The Lutheran priest and author Nadia Bolz-Weber questions how we might follow the Beatitudes:
It can be easy to view the Beatitudes … as Jesus’s command for us to try real hard to be meeker, poorer, and mourn-ier in order that we might be blessed in the eyes of God…. But what if the Beatitudes aren’t about a list of conditions we should try to meet to be blessed? What if they are not virtues we should aspire to?… Maybe the Sermon on the Mount is all about Jesus’s lavish blessing of the people around him on that hillside … who that world—like ours—didn’t seem to have much time for: people in pain, people who work for peace instead of profit, people who exercise mercy instead of vengeance.
Maybe Jesus was simply blessing the ones around him that day who didn’t otherwise receive blessing, who had come to believe that, for them, blessings would never be in the cards…. Doesn’t that just sound like something Jesus would do?
Bolz-Weber offers her own version of beatitudes for people who may not feel blessed today:
Blessed are the poor in spirit. You are of heaven and Jesus blesses you.
Blessed are they for whom death is not an abstraction.
Blessed are they who have buried their loved ones, for whom tears could fill an ocean.
Blessed are they who have loved enough to know what loss feels like.
Blessed are the mothers of the miscarried.
Blessed are they who don’t have the luxury of taking things for granted anymore.
Blessed are they who can’t fall apart because they have to keep it together for everyone else.
Blessed are the motherless, the alone, the ones from whom so much has been taken….
Blessed are those who no one else notices. The kids who sit alone at middle-school lunch tables. The laundry guys at the hospital. The sex workers and the night-shift street sweepers.
Blessed are the losers and the babies and the parts of ourselves that are so small, the parts of ourselves that don’t want to make eye contact with a world that loves only the winners.
Blessed are the forgotten.
Blessed are the closeted.
Blessed are the unemployed, the unimpressive, the underrepresented….

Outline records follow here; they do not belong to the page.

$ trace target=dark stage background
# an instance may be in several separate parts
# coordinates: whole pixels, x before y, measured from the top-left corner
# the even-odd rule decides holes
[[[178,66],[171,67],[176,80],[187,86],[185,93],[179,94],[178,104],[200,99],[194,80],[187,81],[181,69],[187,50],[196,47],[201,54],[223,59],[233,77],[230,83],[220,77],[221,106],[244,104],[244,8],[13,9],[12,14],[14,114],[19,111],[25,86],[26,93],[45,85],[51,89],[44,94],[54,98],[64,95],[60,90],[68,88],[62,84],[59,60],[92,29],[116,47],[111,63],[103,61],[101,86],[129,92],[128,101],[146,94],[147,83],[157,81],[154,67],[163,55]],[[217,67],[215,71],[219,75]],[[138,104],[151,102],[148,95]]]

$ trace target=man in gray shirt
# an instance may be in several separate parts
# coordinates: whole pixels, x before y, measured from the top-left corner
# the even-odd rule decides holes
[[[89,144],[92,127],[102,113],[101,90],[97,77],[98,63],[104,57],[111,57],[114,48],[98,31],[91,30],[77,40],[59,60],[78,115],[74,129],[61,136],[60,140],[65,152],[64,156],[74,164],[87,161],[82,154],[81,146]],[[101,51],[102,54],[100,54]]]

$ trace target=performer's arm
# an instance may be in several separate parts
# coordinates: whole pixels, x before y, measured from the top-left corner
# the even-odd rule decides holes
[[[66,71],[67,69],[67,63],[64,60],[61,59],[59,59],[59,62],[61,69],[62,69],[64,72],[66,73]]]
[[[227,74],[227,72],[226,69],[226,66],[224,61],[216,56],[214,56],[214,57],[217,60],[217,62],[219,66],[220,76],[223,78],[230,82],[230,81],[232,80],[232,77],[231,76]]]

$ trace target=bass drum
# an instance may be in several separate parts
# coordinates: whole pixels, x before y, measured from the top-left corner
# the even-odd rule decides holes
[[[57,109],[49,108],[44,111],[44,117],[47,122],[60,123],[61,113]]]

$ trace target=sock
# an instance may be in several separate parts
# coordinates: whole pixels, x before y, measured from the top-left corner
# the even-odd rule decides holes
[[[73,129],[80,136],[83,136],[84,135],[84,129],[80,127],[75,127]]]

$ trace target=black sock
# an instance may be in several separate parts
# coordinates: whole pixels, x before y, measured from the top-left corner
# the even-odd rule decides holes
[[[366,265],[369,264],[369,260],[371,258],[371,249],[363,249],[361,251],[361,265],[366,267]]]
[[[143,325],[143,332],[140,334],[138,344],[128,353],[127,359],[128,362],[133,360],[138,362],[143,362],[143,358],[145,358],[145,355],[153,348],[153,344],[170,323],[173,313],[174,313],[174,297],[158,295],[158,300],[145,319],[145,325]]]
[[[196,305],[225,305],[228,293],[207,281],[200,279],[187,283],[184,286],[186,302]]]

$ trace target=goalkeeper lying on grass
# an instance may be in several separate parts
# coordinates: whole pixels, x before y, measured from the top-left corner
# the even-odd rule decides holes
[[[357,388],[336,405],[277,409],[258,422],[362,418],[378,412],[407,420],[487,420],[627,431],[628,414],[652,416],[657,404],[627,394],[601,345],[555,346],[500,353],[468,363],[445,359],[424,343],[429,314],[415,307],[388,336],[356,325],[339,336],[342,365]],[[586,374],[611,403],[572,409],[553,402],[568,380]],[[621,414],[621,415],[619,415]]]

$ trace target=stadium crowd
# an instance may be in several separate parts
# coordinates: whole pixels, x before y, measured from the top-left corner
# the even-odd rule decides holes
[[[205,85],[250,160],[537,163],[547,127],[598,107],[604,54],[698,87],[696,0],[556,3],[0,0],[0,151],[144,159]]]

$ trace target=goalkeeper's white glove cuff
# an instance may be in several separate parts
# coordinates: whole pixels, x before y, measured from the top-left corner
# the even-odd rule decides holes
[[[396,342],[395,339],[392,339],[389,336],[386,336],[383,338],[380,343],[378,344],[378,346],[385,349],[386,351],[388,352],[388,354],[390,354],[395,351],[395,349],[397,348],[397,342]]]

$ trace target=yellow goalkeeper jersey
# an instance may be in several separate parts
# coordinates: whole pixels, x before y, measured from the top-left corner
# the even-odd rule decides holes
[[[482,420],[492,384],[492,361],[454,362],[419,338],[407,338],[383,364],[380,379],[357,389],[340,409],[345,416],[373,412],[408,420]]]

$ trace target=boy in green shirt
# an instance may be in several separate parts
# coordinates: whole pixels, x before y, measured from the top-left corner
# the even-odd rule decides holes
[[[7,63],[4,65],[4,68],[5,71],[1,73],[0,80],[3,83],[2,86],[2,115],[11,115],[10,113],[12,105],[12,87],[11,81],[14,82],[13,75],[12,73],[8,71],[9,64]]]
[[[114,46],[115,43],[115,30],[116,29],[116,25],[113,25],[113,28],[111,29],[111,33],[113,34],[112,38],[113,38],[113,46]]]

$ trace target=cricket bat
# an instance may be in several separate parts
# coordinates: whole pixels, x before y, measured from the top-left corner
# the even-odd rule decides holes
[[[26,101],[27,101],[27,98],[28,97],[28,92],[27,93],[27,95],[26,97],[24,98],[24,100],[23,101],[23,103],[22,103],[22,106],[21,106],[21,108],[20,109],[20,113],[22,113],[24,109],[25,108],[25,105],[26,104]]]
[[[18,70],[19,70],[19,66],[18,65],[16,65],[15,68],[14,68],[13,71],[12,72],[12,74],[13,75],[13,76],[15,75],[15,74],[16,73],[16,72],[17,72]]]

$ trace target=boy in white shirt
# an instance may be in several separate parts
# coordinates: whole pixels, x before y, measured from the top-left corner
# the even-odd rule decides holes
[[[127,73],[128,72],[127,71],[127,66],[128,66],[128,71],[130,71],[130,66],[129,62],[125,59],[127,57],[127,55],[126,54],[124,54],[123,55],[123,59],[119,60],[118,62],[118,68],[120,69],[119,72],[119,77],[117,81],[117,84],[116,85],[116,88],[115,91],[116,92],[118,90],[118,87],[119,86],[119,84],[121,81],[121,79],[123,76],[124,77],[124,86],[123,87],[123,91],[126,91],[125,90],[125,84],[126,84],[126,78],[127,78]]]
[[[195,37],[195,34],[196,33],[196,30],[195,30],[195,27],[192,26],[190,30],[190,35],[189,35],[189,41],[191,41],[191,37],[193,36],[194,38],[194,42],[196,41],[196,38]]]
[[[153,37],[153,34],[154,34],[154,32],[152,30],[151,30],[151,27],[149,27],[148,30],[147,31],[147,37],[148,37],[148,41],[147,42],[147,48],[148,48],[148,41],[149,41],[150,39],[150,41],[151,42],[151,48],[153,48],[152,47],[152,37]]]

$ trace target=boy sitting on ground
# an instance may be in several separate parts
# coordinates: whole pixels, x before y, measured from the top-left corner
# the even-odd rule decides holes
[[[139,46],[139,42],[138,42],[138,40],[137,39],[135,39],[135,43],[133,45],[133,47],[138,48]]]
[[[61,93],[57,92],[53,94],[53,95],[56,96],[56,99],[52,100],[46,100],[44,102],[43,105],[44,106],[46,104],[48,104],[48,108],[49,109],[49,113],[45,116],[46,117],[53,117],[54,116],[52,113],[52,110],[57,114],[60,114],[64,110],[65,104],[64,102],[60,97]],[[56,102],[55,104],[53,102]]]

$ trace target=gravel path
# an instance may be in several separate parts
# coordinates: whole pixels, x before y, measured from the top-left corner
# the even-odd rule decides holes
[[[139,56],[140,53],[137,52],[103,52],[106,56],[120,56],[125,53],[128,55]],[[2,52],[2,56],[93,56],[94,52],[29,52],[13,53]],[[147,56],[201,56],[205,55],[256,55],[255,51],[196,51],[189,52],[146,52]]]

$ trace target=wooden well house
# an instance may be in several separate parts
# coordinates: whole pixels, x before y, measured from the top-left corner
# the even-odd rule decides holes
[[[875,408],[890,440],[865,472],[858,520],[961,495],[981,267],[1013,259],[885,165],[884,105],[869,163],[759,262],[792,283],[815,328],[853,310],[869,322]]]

I imagine Jesus standing there blessing us all because I believe that is our Lord’s nature. Because, after all, it was Jesus who had all the powers of the universe at his disposal but did not consider his equality with God something to be exploited. Instead, he came to us in the most vulnerable of ways, as a powerless, flesh-and-blood newborn. As if to say, “You may hate your bodies, but I am blessing all human flesh. You may admire strength and might, but I am blessing all human weakness. You may seek power, but I am blessing all human vulnerability.”… [Jesus] was God’s Beatitude—God’s blessing to the weak in a world that admires only the strong.
Reference:
Nadia Bolz Weber, Accidental Saints: Finding God in All the Wrong People (Convergent Books, 2015), 184, 185–186, 188.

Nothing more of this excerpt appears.